Kumar Sangakkara scores a fighting century to keep first Test alive, and the middle-order batsman now hopes to erase 16-run deficit and set target of 100 to 150 in Abu Dhabi.
'We can put pressure on Pakistan,' says Sangakkara
ABU DHABI // Kumar Sangakkara likes batting against Pakistan. Six of his 26 Test hundreds have come against them and Friday's unbeaten 161 at the Zayed Cricket Stadium formed the first thread of true defiance in a Test in which his side have been dominated.
Sangakkara stood unbowed through a windy, sandy day against a threatening Pakistan attack let down by their fielders, as Sri Lanka closed 16 runs short of making Pakistan bat again.
At 298 for five with the last recognised batting pair at the crease though, the Test is still Pakistan's to lose.
"I am not sure what it is but ever since I scored a double when I played against them in the Asian Test championship [in 2002], since then I'm not sure what the reason is, but maybe I read their bowlers better," Sangakkara said.
"It would've been nice if I got it in the first innings but it was a tough fight and one of my better hundreds."
There was some luck. He was almost out on 50, only for replays to show Younis Khan's attempted catch at slip may have touched the grass first.
Another escape came on 56, Younis again putting down a tough chance.
But, otherwise, it was pure Sangakkara, occasional cover drives on one knee, many cuts through point and mostly solid defence.
It had to be, because Pakistan's bowlers - unlike their fielders, who dropped six chances through the day - brought persistent threat, none more so than Junaid Khan, who saw two chances missed off his bowling.
"They bowled exceptionally well," Sangakkara said.
"They used the new ball well. The spinners came on and they continued to keep the pressure on.
"It's a new attack, they've got two seniors in [Saeed] Ajmal and [Umar] Gul but it's heartening to see two young bowlers come in and Junaid used his angles and pace variations well."
Gul said the conditions were difficult still for fast bowlers, but the team were confident they could win their first Test against Sri Lanka since 2006 on Saturday.
"It's a slow wicket and the ball is stopping, so there are only chances when you have a new ball," said Gul.
"Spinners have a good chance and its not easy to score against them. We dropped a few catches.
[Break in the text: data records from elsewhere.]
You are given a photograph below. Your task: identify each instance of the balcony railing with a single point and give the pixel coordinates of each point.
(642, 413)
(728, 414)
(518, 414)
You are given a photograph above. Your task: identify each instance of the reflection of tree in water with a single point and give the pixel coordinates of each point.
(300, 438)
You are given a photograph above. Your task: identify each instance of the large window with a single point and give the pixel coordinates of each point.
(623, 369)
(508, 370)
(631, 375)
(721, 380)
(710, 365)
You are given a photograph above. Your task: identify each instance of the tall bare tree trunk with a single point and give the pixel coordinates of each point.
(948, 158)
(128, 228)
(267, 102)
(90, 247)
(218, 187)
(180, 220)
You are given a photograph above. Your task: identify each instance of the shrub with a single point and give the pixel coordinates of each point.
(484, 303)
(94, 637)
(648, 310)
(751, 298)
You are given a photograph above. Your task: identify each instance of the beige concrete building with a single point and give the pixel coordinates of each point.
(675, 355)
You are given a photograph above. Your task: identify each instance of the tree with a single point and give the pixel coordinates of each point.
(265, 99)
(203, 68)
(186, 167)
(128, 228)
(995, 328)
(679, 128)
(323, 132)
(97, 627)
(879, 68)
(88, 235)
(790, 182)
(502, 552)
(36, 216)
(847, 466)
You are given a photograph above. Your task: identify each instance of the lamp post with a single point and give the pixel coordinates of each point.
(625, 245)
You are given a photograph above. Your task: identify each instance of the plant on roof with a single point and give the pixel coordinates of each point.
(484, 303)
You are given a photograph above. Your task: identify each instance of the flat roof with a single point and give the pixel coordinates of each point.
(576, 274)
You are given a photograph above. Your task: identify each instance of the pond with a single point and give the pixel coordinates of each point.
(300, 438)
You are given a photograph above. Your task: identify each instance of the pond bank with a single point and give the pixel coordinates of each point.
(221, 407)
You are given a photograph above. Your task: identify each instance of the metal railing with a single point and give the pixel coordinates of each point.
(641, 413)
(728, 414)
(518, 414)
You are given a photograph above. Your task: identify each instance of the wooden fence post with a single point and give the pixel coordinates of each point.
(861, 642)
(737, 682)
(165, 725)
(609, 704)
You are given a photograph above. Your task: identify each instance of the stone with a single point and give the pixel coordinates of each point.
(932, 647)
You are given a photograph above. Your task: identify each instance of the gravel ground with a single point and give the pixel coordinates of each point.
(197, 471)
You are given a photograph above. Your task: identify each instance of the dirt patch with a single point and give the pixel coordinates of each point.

We had a few bad sessions but we are still very confident.
"This is the last batting pair so we will try to get them early."
Talk by the end of a well-attended day had switched to how much Pakistan might have to chase now to win, a clear indication of how well Sri Lanka have fought.
Cautiously, Sangakkara said a target of 100-150 would put the pressure on Pakistan.
He said: "There is still a lot of work left and, if we can get the first session through, we can put some pressure on Pakistan."